The cast is great, especially Brewer, whose performance as Becky (the ancestor of Thackeray’s social climbers) reminded me of the Ben Folds song “Fragile,” about an emotional terrorist full of excuses: “It’s like, ‘Crash, boom, whoops… did I break this, too?’ Emond Playing Susanna’s fussy mother, who delivers an Olympic-level take on her depressing observations, Ball, the sexy doctor in “Pitt” who points out how decency hides secret trapdoors, captures the sweat of a woman sinking inch by inch below her own moral standards.

But the driving force behind this production is Ehrenreich’s captivating performance as Max, the kind of character who would become a villain in many other stories and in many nineteen-eighties sex comedies. Ehrenreich’s deep growl, stand-up comedy, and underlying melancholy look lend a special moral weight to Max, a puppet master tangled in his own strings. He’s a mean-spirited know-it-all, but the more we get to know him, the more senseful and even moral his realpolitik becomes. No matter how callous his words, he radiated a surge of emotion: whenever someone came near him, a Geiger counter began to crackle, as if intimacy had a half-life of its own.

There’s a wonderful moment early in the play when Ehrenreich is left alone on stage with the anguished expression of a ragged, disoriented and abandoned little boy, a feeling that persists into later, even at Max’s most dangerous hour, when he seems to be doing an American Psycho cosplay. This is what separates Gianfrido’s drama from its flimsy farce—its willingness to treat failed love as something more important than losing a game, an oceanic force roiling beneath the screenplay’s surface nastiness. I laughed my head off the whole night, and at one point just before the night ended, I had tears in my eyes. It also feels like a real thing.
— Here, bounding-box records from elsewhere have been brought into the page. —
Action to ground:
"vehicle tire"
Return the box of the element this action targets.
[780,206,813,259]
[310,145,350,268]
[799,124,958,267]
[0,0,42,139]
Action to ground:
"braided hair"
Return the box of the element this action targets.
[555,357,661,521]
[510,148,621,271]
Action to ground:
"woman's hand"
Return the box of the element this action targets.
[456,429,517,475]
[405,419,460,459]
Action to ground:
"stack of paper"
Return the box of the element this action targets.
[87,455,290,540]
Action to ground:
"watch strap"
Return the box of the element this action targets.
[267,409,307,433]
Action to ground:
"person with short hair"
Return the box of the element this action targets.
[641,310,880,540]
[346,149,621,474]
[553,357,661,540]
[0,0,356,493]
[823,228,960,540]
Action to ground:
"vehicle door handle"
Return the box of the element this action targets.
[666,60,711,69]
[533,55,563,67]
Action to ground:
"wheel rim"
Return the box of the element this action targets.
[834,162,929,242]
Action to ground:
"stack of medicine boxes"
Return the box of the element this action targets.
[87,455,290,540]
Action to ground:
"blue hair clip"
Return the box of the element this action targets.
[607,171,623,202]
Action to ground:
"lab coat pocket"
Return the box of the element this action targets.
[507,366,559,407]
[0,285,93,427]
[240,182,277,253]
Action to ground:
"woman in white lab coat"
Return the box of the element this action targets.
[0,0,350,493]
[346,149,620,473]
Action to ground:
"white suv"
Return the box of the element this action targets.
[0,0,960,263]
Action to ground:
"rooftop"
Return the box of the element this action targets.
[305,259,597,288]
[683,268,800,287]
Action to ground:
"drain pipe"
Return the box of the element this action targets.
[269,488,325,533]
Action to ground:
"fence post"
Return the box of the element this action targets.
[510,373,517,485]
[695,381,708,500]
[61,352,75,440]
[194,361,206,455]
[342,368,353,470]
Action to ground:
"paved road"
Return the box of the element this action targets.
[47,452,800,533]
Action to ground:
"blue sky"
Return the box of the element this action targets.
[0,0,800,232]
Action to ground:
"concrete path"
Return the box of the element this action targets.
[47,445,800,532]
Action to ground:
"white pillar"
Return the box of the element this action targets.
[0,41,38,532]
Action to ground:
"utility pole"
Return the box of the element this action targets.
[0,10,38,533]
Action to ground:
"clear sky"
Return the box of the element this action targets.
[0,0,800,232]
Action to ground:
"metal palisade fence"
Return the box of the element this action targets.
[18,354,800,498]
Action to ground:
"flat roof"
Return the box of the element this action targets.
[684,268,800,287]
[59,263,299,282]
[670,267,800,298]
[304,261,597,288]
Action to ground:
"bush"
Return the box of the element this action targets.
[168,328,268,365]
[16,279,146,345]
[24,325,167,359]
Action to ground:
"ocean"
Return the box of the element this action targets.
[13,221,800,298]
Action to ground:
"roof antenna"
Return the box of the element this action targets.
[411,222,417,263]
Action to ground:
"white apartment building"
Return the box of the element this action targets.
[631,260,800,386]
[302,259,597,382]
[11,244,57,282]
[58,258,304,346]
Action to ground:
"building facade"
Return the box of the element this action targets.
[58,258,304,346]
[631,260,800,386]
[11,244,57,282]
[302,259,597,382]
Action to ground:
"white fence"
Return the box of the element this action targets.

Across the street from “Becky Shaw,” another audience was ecstatic in “Cats: A Jellicle Ball” (Broadhurst Theatre), a wild revival based on perhaps the greatest dramatic insight in the history of musical comedy. The material its creators were messing with, of course, was Cats , the much-derided British mega-musical that dominated Broadway from 1982 to the turn of the century, infuriating Andrew Lloyd Webber haters with dramatic overstatements and narrative incoherence. Rather oddly enough, the original production was based on some light poetry by TS Eliot, had a sweet pop-rock soundtrack, was set in a junkyard, and was full of kitten-eared sensitive showboating, racing to reach the Heaviside level, a celestial MacGuffin. It made a lot of money but meant nothing.

Twenty years later, in 2019, the IP exploded again like a shingle. That January, the show spawned a pair of crass TV satires, first the musical Crazy Ex-Girlfriend, in which vaginal metaphors alternated with quips about cats ruining Broadway, and then two weeks later, the sitcom Unbreakable Kimmy Schmidt, which had a farcical episode in which thirsty actor Titus Andromeda played a fictional cat, Frumbumbly, that sabotaged the production. Backstage, he realized he’d cracked the show’s code: The whole thing had been pure improv gibberish all along, and anyone who could gibberish convincingly could join the group. That December, a terrifying film adaptation seemed to confirm Cats’ point of view, condensing any lingering charm beneath layers of “digital fur technology.”